The Barton & Caparn partnership lasted until at least 1822 (the last reference in any trade directory), but by 1826 Barton had disappeared from the scene and John had become the senior partner in Caparn and Marfleet, also chemists and druggists. Five years later in 1835 John was the sole proprietor of the business, and the trade directory entry for that year is the only record of John working on his own. It is also the last record of him so far found.
The next available information source is the census in 1841, when John had been replaced by his son Daniel, also a chemist and druggist. In 1842 trade directories the business was called Caparn & Son, even though John had probably died or moved away at least a year earlier.
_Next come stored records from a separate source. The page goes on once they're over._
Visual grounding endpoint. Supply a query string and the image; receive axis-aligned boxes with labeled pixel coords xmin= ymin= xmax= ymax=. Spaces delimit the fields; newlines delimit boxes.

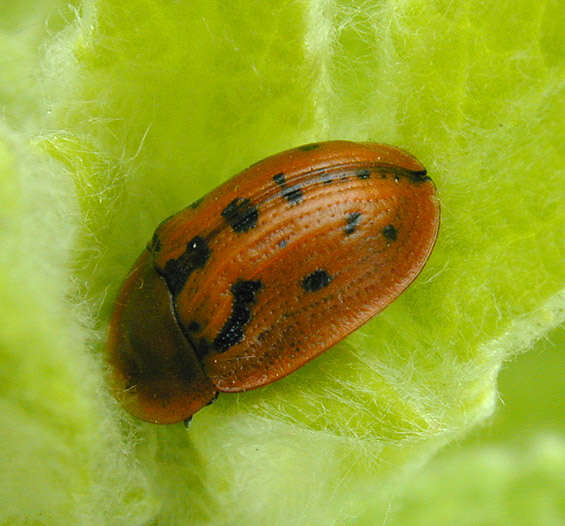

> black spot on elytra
xmin=163 ymin=236 xmax=211 ymax=296
xmin=273 ymin=172 xmax=286 ymax=186
xmin=382 ymin=225 xmax=398 ymax=241
xmin=301 ymin=269 xmax=333 ymax=292
xmin=408 ymin=170 xmax=431 ymax=184
xmin=273 ymin=172 xmax=303 ymax=205
xmin=297 ymin=142 xmax=320 ymax=152
xmin=214 ymin=280 xmax=263 ymax=352
xmin=193 ymin=338 xmax=213 ymax=360
xmin=188 ymin=197 xmax=204 ymax=210
xmin=344 ymin=212 xmax=361 ymax=235
xmin=222 ymin=197 xmax=259 ymax=233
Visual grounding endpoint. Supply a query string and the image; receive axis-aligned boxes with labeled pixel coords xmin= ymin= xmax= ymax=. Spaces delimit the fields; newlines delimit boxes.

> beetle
xmin=107 ymin=141 xmax=440 ymax=424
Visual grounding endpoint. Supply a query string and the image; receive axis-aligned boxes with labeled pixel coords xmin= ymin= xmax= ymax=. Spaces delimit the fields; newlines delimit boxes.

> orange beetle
xmin=107 ymin=141 xmax=439 ymax=424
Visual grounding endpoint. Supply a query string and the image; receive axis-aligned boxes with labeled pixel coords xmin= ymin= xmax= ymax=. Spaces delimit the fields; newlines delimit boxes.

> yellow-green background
xmin=0 ymin=0 xmax=565 ymax=526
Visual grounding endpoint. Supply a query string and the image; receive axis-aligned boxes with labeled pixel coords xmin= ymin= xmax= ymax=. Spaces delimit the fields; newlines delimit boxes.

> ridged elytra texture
xmin=108 ymin=141 xmax=439 ymax=423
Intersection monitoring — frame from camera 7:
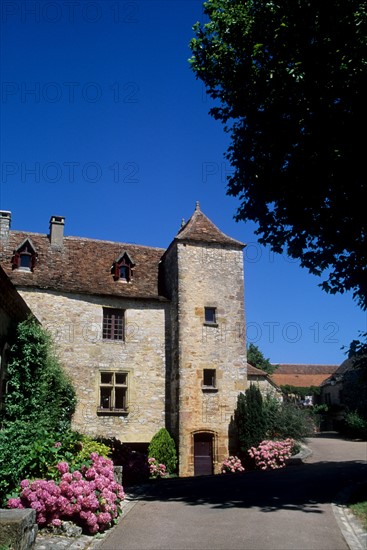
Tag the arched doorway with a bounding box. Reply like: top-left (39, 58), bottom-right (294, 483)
top-left (194, 432), bottom-right (213, 476)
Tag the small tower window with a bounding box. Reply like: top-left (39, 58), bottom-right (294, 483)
top-left (204, 307), bottom-right (217, 325)
top-left (12, 239), bottom-right (37, 271)
top-left (202, 369), bottom-right (218, 392)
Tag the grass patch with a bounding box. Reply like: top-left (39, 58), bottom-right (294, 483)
top-left (348, 483), bottom-right (367, 529)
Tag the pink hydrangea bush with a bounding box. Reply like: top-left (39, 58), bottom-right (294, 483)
top-left (8, 453), bottom-right (125, 534)
top-left (148, 458), bottom-right (167, 479)
top-left (248, 438), bottom-right (294, 470)
top-left (221, 456), bottom-right (245, 474)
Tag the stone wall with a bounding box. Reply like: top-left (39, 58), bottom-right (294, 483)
top-left (19, 288), bottom-right (168, 443)
top-left (0, 509), bottom-right (38, 550)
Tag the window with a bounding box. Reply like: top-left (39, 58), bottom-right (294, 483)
top-left (102, 307), bottom-right (125, 340)
top-left (12, 239), bottom-right (37, 271)
top-left (111, 252), bottom-right (135, 283)
top-left (205, 307), bottom-right (217, 325)
top-left (98, 372), bottom-right (128, 412)
top-left (203, 369), bottom-right (217, 390)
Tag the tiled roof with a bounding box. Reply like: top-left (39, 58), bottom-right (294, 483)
top-left (176, 203), bottom-right (245, 249)
top-left (247, 363), bottom-right (268, 378)
top-left (274, 363), bottom-right (339, 374)
top-left (0, 231), bottom-right (164, 299)
top-left (271, 364), bottom-right (339, 387)
top-left (0, 266), bottom-right (31, 322)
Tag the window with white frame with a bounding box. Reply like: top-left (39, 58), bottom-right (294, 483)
top-left (102, 307), bottom-right (125, 340)
top-left (203, 369), bottom-right (217, 390)
top-left (98, 371), bottom-right (129, 413)
top-left (204, 307), bottom-right (217, 325)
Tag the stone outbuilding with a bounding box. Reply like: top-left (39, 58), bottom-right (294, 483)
top-left (0, 204), bottom-right (247, 476)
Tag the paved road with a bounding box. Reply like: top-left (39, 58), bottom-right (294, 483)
top-left (100, 437), bottom-right (367, 550)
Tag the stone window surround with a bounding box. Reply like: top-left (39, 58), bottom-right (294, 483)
top-left (102, 307), bottom-right (126, 342)
top-left (204, 306), bottom-right (218, 327)
top-left (201, 369), bottom-right (218, 393)
top-left (12, 239), bottom-right (37, 272)
top-left (111, 252), bottom-right (135, 283)
top-left (97, 369), bottom-right (130, 416)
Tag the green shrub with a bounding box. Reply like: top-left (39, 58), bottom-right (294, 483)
top-left (148, 428), bottom-right (177, 474)
top-left (234, 384), bottom-right (266, 458)
top-left (342, 411), bottom-right (367, 439)
top-left (264, 396), bottom-right (315, 441)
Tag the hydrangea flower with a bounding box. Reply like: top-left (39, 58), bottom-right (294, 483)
top-left (7, 453), bottom-right (125, 534)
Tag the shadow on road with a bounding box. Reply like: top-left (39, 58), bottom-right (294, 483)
top-left (129, 461), bottom-right (367, 514)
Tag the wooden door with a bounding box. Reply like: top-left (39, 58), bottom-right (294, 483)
top-left (194, 433), bottom-right (213, 476)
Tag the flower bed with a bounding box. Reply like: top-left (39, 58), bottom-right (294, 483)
top-left (220, 456), bottom-right (245, 474)
top-left (248, 438), bottom-right (294, 470)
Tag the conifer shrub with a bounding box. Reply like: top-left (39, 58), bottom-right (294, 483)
top-left (148, 428), bottom-right (177, 474)
top-left (234, 384), bottom-right (266, 460)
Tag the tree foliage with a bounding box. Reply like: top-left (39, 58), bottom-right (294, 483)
top-left (190, 0), bottom-right (367, 309)
top-left (0, 318), bottom-right (77, 506)
top-left (247, 342), bottom-right (277, 374)
top-left (2, 318), bottom-right (76, 431)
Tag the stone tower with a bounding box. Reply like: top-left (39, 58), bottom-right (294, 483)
top-left (162, 203), bottom-right (247, 476)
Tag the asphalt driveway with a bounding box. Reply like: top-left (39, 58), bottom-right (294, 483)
top-left (99, 434), bottom-right (367, 550)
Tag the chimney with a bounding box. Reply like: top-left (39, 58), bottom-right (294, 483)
top-left (0, 210), bottom-right (11, 241)
top-left (50, 216), bottom-right (65, 248)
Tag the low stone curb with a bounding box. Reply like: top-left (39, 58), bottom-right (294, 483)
top-left (289, 444), bottom-right (367, 550)
top-left (331, 483), bottom-right (367, 550)
top-left (288, 443), bottom-right (312, 464)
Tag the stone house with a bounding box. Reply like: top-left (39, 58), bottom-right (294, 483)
top-left (247, 363), bottom-right (283, 401)
top-left (0, 203), bottom-right (247, 476)
top-left (0, 262), bottom-right (31, 409)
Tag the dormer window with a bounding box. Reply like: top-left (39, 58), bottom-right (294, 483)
top-left (12, 239), bottom-right (37, 271)
top-left (111, 252), bottom-right (135, 283)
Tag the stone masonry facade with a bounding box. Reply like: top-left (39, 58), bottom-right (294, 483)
top-left (0, 204), bottom-right (247, 476)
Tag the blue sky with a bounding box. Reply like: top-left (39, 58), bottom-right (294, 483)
top-left (0, 0), bottom-right (367, 363)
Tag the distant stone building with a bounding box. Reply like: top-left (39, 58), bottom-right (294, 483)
top-left (247, 363), bottom-right (283, 401)
top-left (0, 204), bottom-right (247, 476)
top-left (271, 364), bottom-right (339, 388)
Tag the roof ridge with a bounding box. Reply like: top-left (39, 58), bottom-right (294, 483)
top-left (10, 229), bottom-right (166, 251)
The Caparn business finally ended in Horncastle in 1845, when an announcement in the Stamford Mercury records that Daniel sold the business to a Mr Thimbleby. The business in Horncastle was thus operating as ‘J. Caparn’ for a maximum of ten years, from 1831 to 1840, and possibly much more briefly. This coincides exactly with the most likely period of use of Lord Brougham reform flasks.
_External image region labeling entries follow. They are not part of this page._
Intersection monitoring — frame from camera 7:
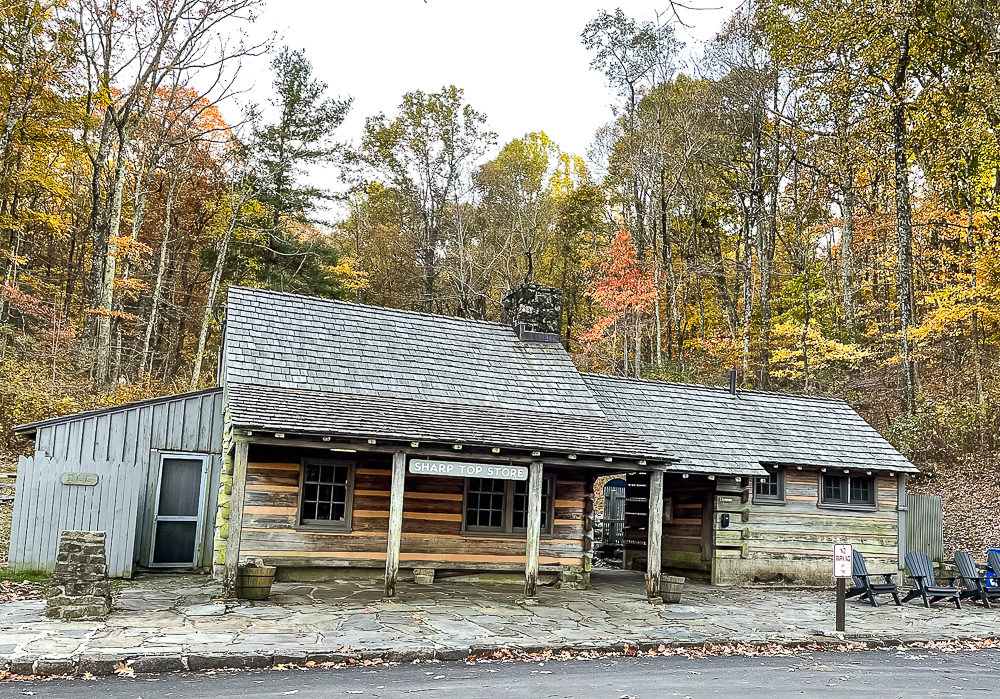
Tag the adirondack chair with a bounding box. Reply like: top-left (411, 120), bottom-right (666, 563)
top-left (903, 551), bottom-right (962, 609)
top-left (955, 551), bottom-right (1000, 609)
top-left (847, 551), bottom-right (900, 607)
top-left (986, 551), bottom-right (1000, 589)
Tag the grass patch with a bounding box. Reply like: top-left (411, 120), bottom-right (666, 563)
top-left (0, 566), bottom-right (52, 582)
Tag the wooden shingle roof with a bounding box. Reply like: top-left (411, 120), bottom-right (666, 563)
top-left (583, 374), bottom-right (917, 473)
top-left (225, 287), bottom-right (671, 462)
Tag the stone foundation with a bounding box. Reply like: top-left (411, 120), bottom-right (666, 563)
top-left (45, 531), bottom-right (111, 621)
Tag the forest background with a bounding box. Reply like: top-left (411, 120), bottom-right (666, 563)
top-left (0, 0), bottom-right (1000, 551)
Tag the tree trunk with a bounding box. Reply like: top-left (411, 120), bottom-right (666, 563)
top-left (189, 189), bottom-right (250, 391)
top-left (94, 137), bottom-right (130, 390)
top-left (892, 31), bottom-right (916, 413)
top-left (840, 185), bottom-right (854, 341)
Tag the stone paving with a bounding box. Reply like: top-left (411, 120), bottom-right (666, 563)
top-left (0, 570), bottom-right (1000, 675)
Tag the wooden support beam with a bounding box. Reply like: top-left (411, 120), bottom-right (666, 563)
top-left (385, 451), bottom-right (406, 598)
top-left (240, 430), bottom-right (676, 473)
top-left (646, 471), bottom-right (663, 604)
top-left (524, 461), bottom-right (555, 597)
top-left (223, 441), bottom-right (250, 596)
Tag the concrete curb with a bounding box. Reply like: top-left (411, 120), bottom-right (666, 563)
top-left (0, 634), bottom-right (1000, 679)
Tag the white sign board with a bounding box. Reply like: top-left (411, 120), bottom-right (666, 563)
top-left (410, 459), bottom-right (528, 481)
top-left (833, 544), bottom-right (854, 578)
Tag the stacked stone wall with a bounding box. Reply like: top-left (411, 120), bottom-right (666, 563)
top-left (45, 530), bottom-right (111, 621)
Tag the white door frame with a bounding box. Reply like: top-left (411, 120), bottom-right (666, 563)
top-left (149, 451), bottom-right (211, 568)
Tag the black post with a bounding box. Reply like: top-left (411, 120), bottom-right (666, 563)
top-left (837, 578), bottom-right (847, 632)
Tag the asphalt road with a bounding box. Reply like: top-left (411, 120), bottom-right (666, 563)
top-left (7, 649), bottom-right (1000, 699)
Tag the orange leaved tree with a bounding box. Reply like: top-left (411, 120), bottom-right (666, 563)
top-left (580, 226), bottom-right (656, 376)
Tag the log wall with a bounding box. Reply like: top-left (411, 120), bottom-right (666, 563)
top-left (240, 445), bottom-right (587, 570)
top-left (713, 468), bottom-right (898, 585)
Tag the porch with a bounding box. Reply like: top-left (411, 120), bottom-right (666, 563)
top-left (0, 570), bottom-right (1000, 674)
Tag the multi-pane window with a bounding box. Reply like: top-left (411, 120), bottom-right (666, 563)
top-left (465, 478), bottom-right (507, 529)
top-left (299, 459), bottom-right (354, 529)
top-left (753, 469), bottom-right (785, 503)
top-left (465, 476), bottom-right (554, 534)
top-left (823, 475), bottom-right (875, 507)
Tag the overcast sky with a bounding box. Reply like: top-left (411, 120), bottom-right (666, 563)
top-left (244, 0), bottom-right (739, 206)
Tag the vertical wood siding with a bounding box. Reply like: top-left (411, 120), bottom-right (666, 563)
top-left (240, 448), bottom-right (586, 569)
top-left (10, 455), bottom-right (143, 577)
top-left (906, 493), bottom-right (944, 563)
top-left (10, 389), bottom-right (223, 576)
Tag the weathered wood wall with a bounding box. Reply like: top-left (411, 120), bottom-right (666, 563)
top-left (240, 445), bottom-right (587, 570)
top-left (713, 468), bottom-right (898, 585)
top-left (11, 389), bottom-right (222, 575)
top-left (9, 453), bottom-right (144, 578)
top-left (662, 474), bottom-right (712, 580)
top-left (905, 493), bottom-right (944, 563)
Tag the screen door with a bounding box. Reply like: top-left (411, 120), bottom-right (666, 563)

Researching this bottle has thrown up some further questions. Brian Ashwell of the Brigg Bottle Club (who kindly provided all the Stamford Mercury information used here) has carried out extensive research on Lincolnshire companies, and has discovered links with Boston in south Lincolnshire. A John Caparn was listed as a Boston Chemist and Druggist in 1828 and 1835, and Daniel Caparn in 1841. The coincidence of names, occupations and dates indicates that the same Caparns were active in both towns, and raises the question: Are there any ‘J. Caparn, Boston’ slab sealed reform flasks out there waiting to be found?
Finally, one or two people have remarked that it seems a bit odd that a chemist and druggist would use a reform flask. This had also occurred to me but in fact, as is made clear by the reference to Schweppes soda water being sold by Caparn in 1810 (and again in 1835), druggists and other ‘specialist’ traders in the early and mid 19th century were sometimes very diverse in what they sold. For example, it was common for printers and booksellers to double as patent medicine vendors. Many Grocers also traded as wine & spirit merchants from the same premises, and it is quite possible that John Caparn did, as well.

Three flasks made at Oldfields pottery in Chesterfield, for different Lincolnshire proprietors. The Cartledge flask on the left is the least uncommon type of slab sealed reform flask, but is even so hard to get hold of. Cartledge also used smaller Brougham flasks, as well as examples made in the forms of Lord John Russell and Lord Grey. A small Brougham flask is also known from John Caparn. Thanks go to Ian Langdell for permission to show his Cartledge and Johnson flasks.
(Parts of this article previously appeared, in a modified form, in ABC-UK magazine).
* Although there is an Oldfield made 'Lady with Bird' flask, with a slab seal to the back impressed '"FALCON VAULTS" but without any town name. It is possible, but not certain, that this bottle is from an early 19th century tavern in York, called the Falcon Vaults.
** Although the British slave trade had been abolished in 1807, the ownership of slaves already in the British colonies was not affected by the 1807 Act (but ownership of slaves in England was effectively abolished by a landmark legal case in the early 1770s, when Lord Mansfield ruled that under English law 'the claim of slavery can never be supported'!). The continuation of slave-owning in the colonies even after 1807 was due to lobbying by vested interests, amid claims that freeing the slaves would ruin their businesses and, by extension, affect the wider economy.